Wednesday, November 15, 2017

Another step closer

Another meeting today at Massimo's office, this time with Signore M., the father of the woman who's selling the apartment, and the son of the man who used to own the whole building. Luckily Pam was there, too, since the discussion went into great detail about all kinds of small but important details that we could barely understand when she explained them to us in English. The idea that we'd ever be able to buy a house in Italy without a trustworthy, cheerful, insanely helpful friend-cum-translator at our elbow every step of the way...I shudder to think of what a hash we would have made of it. My gratitude to Pam and Romano knows no bounds.

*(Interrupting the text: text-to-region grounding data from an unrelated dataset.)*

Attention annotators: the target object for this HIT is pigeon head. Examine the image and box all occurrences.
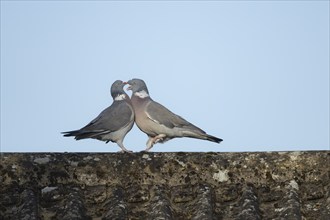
[126,78,149,94]
[111,80,127,100]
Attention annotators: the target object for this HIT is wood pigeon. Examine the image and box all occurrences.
[62,80,134,153]
[126,78,222,151]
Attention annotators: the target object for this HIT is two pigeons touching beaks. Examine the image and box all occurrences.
[62,79,223,152]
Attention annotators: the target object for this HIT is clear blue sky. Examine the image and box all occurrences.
[1,1,329,152]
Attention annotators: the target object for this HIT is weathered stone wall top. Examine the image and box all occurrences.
[1,151,329,219]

Here are Massimo and Signore M. I am developing a bit of a crush on Massimo. Perhaps it's all that indifference, always catnip to the ladies. And all that machismo--how butch do you have to be to wear those lady-glasses?

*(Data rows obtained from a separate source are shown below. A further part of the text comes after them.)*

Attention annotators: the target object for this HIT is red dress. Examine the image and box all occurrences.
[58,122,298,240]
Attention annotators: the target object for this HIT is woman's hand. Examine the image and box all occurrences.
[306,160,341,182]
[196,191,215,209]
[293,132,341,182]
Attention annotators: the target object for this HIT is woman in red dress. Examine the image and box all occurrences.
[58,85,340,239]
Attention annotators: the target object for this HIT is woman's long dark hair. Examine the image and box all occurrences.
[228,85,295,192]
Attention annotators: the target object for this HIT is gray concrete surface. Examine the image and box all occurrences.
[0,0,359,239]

There seem to be three stages of documentation in Italian real estate transactions, or at least this one. Step one is a contract where the buyer and seller agree on a price and a timeline. We did that when we first arrived, except that the seller, who lives in Ireland, took several days to sign her side of the document and email it back. Whether this is her fault, Massimo's, or the internet's now no longer matters.

Today we completed the second step, the compromesso, which as far as I can see duplicates the first thing we signed, but with more ceremony. The entire document had to be read aloud to the assembled group, with Pam translating for us everything that wasn't obvious boilerplate, and then multiple signatures had to be inscribed.

The town's photocopying machine is still broken, Massimo reported, and somehow they also haven't managed to get to the copy shop a few blocks away from City Hall to make copies there. What exactly these copies are for remains vague, and in any case Massimo is confident that we can go ahead to stage three, the final closing, as early as next week, no matter what's going on with the Fidenza bureaucracy. Since everything else has been moving along, perhaps he's right.

The highlight of today's gathering was meeting Signore M., who is a good person to know because he is familiar with the full history of the building and will moreover be our neighbor--he lives in the apartment behind the one we're buying, whose windows look into our kitchen. Thankfully he turns out to be a very nice man, and an old Fidenzan whom Romano has known forever. Pam, who'd initially been a bit dubious about some of the odder aspects of this transaction, now feels very at ease, and so do we.

Woot!
After we handed over a deposit for Massimo to hold in trust, Signore M. gave us two sets of keys, permission to turn on the electricity, water, and gas, and a quick tour of the apartment's various locks and meters. We are almost home, figuratively, and literally already in.

After taking Pam out to lunch, Danny and I spent much of the afternoon taking more measurements in the apartment and fantasizing about what might go where.

I am no longer worried about whether the sale will fall apart; now I am worrying about how we are going to fill all these rooms.

Tomorrow we meet with the notary, who is going to help us give Pam a proxy so that she can complete the sale on our behalf if things don't get resolved before we head back to the land that the Italians call "Ooo-zah." (That's "USA" to you.) We still have to put up the money, though; there are apparently some limits to Pam's eagerness to help.